Arthur C. Danto y el fin de la belleza

No hace mucho, la belleza aún era
considerada el baremo casi unánime del arte; hoy el mundillo artístico la
considera un concepto prescindible, un fetiche, cuando no directamente un
delito. Esta transformación se debe en parte al filósofo norteamericano Arthur
Coleman Danto, fallecido el 25 de octubre de 2013 a los 89 años.
Autor de obras como La transfiguración del lugar común, El abuso
de la belleza o El fin del arte —a menudo criticadas desde el
ámbito académico europeo, pero tremendamente exitosas entre los gestores de
museos cuyas prácticas contribuyó a apuntalar—, Danto reconoció en una de sus
últimas entrevistas que su caída del caballo ideológico se produjo en 1964,
cuando se topó en una galería neoyorquina con una ‘escultura’ de Andy Warhol
titulada Brillo Box. Ya saben: esa pila de paquetes de detergente
exactamente iguales que los fabricados por una conocida marca comercial. El
hecho de que una pila de paquetes de detergente pudiera llegar a ser arte minó
radicalmente sus principios, de suerte que pronto llegó a la conclusión de que
aquella extraña transmutación alquímica sólo podía explicarse desde una
perspectiva antiestética.
“Pensándolo bien”, se dijo, “lo importante de una obra de arte no son sus valores formales, su belleza, sino su contenido, su significado”. Pero hablar del ‘significado’ en vez de la ‘belleza’ no le pareció en el fondo un gran progreso, salvo si se recaía en el sociologismo marxista más plano, por aquella época en boga merced a las obras de Arnold Hauser y sus mediocres acólitos. Danto fue hábil: sorteó el peligro de llenar su ‘significado’ con infraestructuras económicas, contenidos materiales o cosas por el estilo, pero a cambio acabó explicando el ‘significado’ en los términos, no menos aburridos, del llamado ‘mundo del arte’. Formado por los creadores y los críticos, por los marchantes y los comisarios (pero no por el público lego), el Mundo del Arte —más conocido en España como ‘mundillo del arte’— era el que decidía si un objeto tenía o no un ‘significado’ más del puramente funcional y, por tanto, también si constituía una genuina ‘Obra de Arte’. Antes de la Obra del Arte estaba el Mundo del Arte: y esto era así fuese tal obra bonita o fea, mimética o grotesca, o incluso aunque careciese —como en el arte conceptual más extremo— propiamente de forma. Bastaba con que la ‘Institución Arte’ —el nombre pomposo que también recibe el ‘Mundo del Arte’— dictaminara ‘esto es arte’, para que, por arte de alquimia o de magia ostensiva, aquello acabara siéndolo.

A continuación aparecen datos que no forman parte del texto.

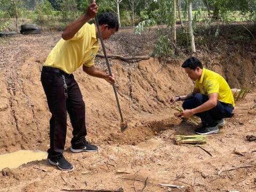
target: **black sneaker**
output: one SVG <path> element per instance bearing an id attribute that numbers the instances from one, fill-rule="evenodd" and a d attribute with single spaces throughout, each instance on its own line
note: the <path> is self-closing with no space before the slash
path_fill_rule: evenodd
<path id="1" fill-rule="evenodd" d="M 218 125 L 215 126 L 207 125 L 198 130 L 196 130 L 196 133 L 201 135 L 206 135 L 209 134 L 218 133 L 220 132 Z"/>
<path id="2" fill-rule="evenodd" d="M 221 119 L 219 120 L 219 121 L 215 121 L 214 122 L 214 123 L 218 124 L 218 127 L 222 127 L 224 125 L 225 125 L 225 124 L 226 124 L 225 120 L 224 120 L 223 119 Z"/>
<path id="3" fill-rule="evenodd" d="M 86 151 L 86 152 L 94 152 L 97 151 L 98 150 L 98 147 L 90 144 L 87 141 L 85 144 L 85 146 L 81 147 L 71 147 L 70 151 L 73 153 L 79 153 L 82 151 Z"/>
<path id="4" fill-rule="evenodd" d="M 54 158 L 50 158 L 49 161 L 52 165 L 57 166 L 61 170 L 69 171 L 73 169 L 73 166 L 66 160 L 62 155 Z"/>
<path id="5" fill-rule="evenodd" d="M 202 123 L 195 130 L 196 132 L 200 131 L 202 129 L 204 129 L 207 125 L 204 123 Z"/>

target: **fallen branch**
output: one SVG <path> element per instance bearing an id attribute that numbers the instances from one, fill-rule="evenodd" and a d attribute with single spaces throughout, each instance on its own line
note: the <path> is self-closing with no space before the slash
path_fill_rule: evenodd
<path id="1" fill-rule="evenodd" d="M 254 104 L 251 107 L 251 109 L 254 109 L 256 107 L 256 99 L 254 99 Z"/>
<path id="2" fill-rule="evenodd" d="M 230 169 L 229 169 L 229 170 L 224 170 L 224 171 L 222 171 L 222 172 L 227 172 L 227 171 L 229 171 L 236 170 L 237 170 L 237 169 L 239 169 L 250 168 L 250 167 L 253 167 L 253 166 L 244 166 L 239 167 L 237 167 L 237 168 Z"/>
<path id="3" fill-rule="evenodd" d="M 164 187 L 174 187 L 177 188 L 185 188 L 186 187 L 185 186 L 178 186 L 177 185 L 171 185 L 171 184 L 163 184 L 163 183 L 159 183 L 159 185 L 161 186 L 164 186 Z"/>
<path id="4" fill-rule="evenodd" d="M 104 55 L 97 54 L 96 57 L 105 57 Z M 125 58 L 123 56 L 118 55 L 107 55 L 108 58 L 113 58 L 113 59 L 119 59 L 122 61 L 130 61 L 132 60 L 148 60 L 150 58 L 149 56 L 134 56 L 134 57 L 130 57 Z"/>
<path id="5" fill-rule="evenodd" d="M 148 185 L 148 178 L 147 177 L 147 179 L 146 179 L 145 182 L 144 184 L 144 187 L 143 187 L 143 188 L 141 189 L 140 192 L 142 192 L 145 189 L 145 188 L 147 187 L 147 186 Z"/>
<path id="6" fill-rule="evenodd" d="M 140 180 L 140 179 L 130 179 L 130 178 L 118 178 L 119 179 L 127 179 L 127 180 L 130 180 L 131 181 L 141 181 L 141 182 L 144 182 L 144 181 Z"/>
<path id="7" fill-rule="evenodd" d="M 124 189 L 119 188 L 117 190 L 91 190 L 91 189 L 61 189 L 62 191 L 72 192 L 123 192 Z"/>
<path id="8" fill-rule="evenodd" d="M 244 155 L 244 154 L 243 154 L 240 152 L 237 151 L 237 150 L 236 150 L 236 149 L 234 149 L 233 152 L 232 152 L 232 153 L 236 155 L 239 155 L 244 157 L 245 156 L 245 155 Z"/>
<path id="9" fill-rule="evenodd" d="M 253 135 L 246 135 L 246 139 L 249 141 L 256 141 L 256 137 Z"/>
<path id="10" fill-rule="evenodd" d="M 203 150 L 204 151 L 205 151 L 207 154 L 209 154 L 211 157 L 212 157 L 212 155 L 211 154 L 211 153 L 208 151 L 206 149 L 204 149 L 203 147 L 199 146 L 198 146 L 197 147 L 198 147 L 200 149 L 202 149 L 202 150 Z"/>
<path id="11" fill-rule="evenodd" d="M 234 184 L 234 185 L 238 184 L 238 183 L 241 183 L 242 181 L 244 181 L 245 179 L 246 179 L 246 178 L 244 179 L 243 179 L 242 180 L 241 180 L 241 181 L 239 181 L 239 182 L 237 182 L 237 183 L 235 183 L 235 184 Z"/>

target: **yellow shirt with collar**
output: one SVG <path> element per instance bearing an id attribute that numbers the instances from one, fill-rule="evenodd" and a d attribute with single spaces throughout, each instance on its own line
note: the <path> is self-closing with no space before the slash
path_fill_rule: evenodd
<path id="1" fill-rule="evenodd" d="M 71 74 L 82 65 L 92 66 L 98 51 L 95 26 L 86 23 L 71 39 L 61 38 L 50 53 L 44 66 Z"/>
<path id="2" fill-rule="evenodd" d="M 200 79 L 196 79 L 195 88 L 206 95 L 218 93 L 218 100 L 235 107 L 233 94 L 228 83 L 220 75 L 205 68 L 203 69 Z"/>

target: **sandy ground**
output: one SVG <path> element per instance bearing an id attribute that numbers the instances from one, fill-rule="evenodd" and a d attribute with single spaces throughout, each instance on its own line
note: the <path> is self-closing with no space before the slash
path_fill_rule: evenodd
<path id="1" fill-rule="evenodd" d="M 124 51 L 120 50 L 127 49 L 125 45 L 131 39 L 137 44 L 131 43 L 134 47 L 131 47 L 140 53 L 135 51 L 130 55 L 151 51 L 150 44 L 143 46 L 138 43 L 150 41 L 145 37 L 136 39 L 131 35 L 128 43 L 122 39 L 117 44 L 128 34 L 131 31 L 124 29 L 108 41 L 108 52 L 122 54 Z M 43 62 L 60 34 L 45 33 L 1 39 L 0 153 L 20 149 L 45 151 L 49 147 L 50 114 L 39 76 Z M 213 61 L 211 68 L 228 79 L 232 88 L 238 85 L 237 82 L 238 86 L 247 86 L 255 80 L 254 56 L 237 56 L 236 59 L 225 55 Z M 231 58 L 232 63 L 228 62 Z M 255 142 L 245 138 L 256 134 L 256 109 L 250 109 L 256 98 L 255 90 L 236 103 L 234 117 L 226 119 L 220 133 L 207 136 L 203 148 L 211 155 L 197 147 L 178 146 L 175 135 L 193 134 L 196 128 L 181 123 L 167 102 L 170 95 L 185 94 L 193 89 L 193 82 L 180 68 L 182 59 L 174 59 L 164 67 L 153 58 L 131 63 L 110 60 L 121 107 L 129 123 L 124 133 L 119 131 L 110 85 L 78 70 L 75 76 L 86 103 L 87 139 L 98 145 L 99 151 L 71 153 L 71 126 L 68 122 L 64 155 L 74 170 L 61 171 L 47 160 L 31 162 L 7 170 L 7 173 L 3 172 L 0 191 L 117 190 L 121 187 L 125 191 L 141 191 L 147 178 L 144 191 L 255 191 Z M 236 70 L 232 67 L 234 63 Z M 105 69 L 103 64 L 103 60 L 97 60 L 98 67 Z M 234 154 L 234 150 L 241 154 Z M 185 187 L 168 188 L 159 183 Z"/>

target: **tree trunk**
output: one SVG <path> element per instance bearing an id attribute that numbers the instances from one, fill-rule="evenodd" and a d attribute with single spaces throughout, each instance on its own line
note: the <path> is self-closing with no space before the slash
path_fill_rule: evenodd
<path id="1" fill-rule="evenodd" d="M 192 2 L 191 0 L 189 1 L 188 6 L 188 33 L 190 38 L 190 46 L 192 52 L 196 52 L 196 47 L 195 46 L 195 39 L 193 33 L 193 27 L 192 26 L 192 21 L 193 20 L 192 16 Z"/>
<path id="2" fill-rule="evenodd" d="M 211 15 L 211 12 L 210 11 L 209 3 L 208 3 L 208 0 L 204 0 L 204 3 L 207 7 L 207 11 L 208 11 L 208 16 L 210 17 Z"/>
<path id="3" fill-rule="evenodd" d="M 116 9 L 117 11 L 117 19 L 118 20 L 119 27 L 121 27 L 121 22 L 120 22 L 120 13 L 119 11 L 119 3 L 122 1 L 120 0 L 116 0 Z"/>
<path id="4" fill-rule="evenodd" d="M 16 16 L 16 31 L 18 33 L 18 9 L 17 9 L 17 1 L 14 1 L 14 6 L 15 9 L 15 16 Z"/>
<path id="5" fill-rule="evenodd" d="M 176 51 L 176 0 L 173 1 L 173 21 L 172 25 L 172 31 L 173 31 L 173 44 L 174 45 L 174 53 L 177 54 L 178 53 Z"/>
<path id="6" fill-rule="evenodd" d="M 184 23 L 183 23 L 182 18 L 181 18 L 181 11 L 180 9 L 180 0 L 178 0 L 178 12 L 179 12 L 179 18 L 180 19 L 181 28 L 184 30 Z"/>
<path id="7" fill-rule="evenodd" d="M 220 19 L 220 9 L 217 5 L 214 5 L 213 17 L 217 20 Z"/>

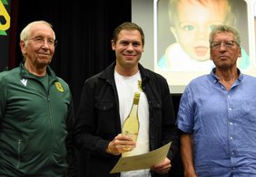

Por supuesto, Danto no es culpable de la banalidad y del caos que esta
convicción ha provocado en la autista Institución, Mundo o mundillo, ni tampoco
del foso de incomprensión que hoy separa al presunto arte genuino de los gustos
del ‘vulgo’. Simplemente se limitó a dar testimonio de un proceso al parecer
imparable, y a describirlo con términos afortunados. «Intento explicar, desde
el punto de vista de la historia del arte, por qué se fue la belleza y nunca
más volvió», declaraba poco antes de morir. Por eso sorprende que, también al
final, nuestro filósofo a martillazos acabara reconociendo que sus obras
preferidas eran las de Cy Twombly, Sean Scully y la pintura abstracta en
general. ¡La pintura abstracta! Precisamente la única que, pese a todos los
envites conceptuales y neodadaístas de las neosupervanguardias de la segunda
mitad del siglo XX, no se había movido ni un palmo de su insoslayable condición
estética: la única que, pese a todo, sólo quería seguir siendo bella.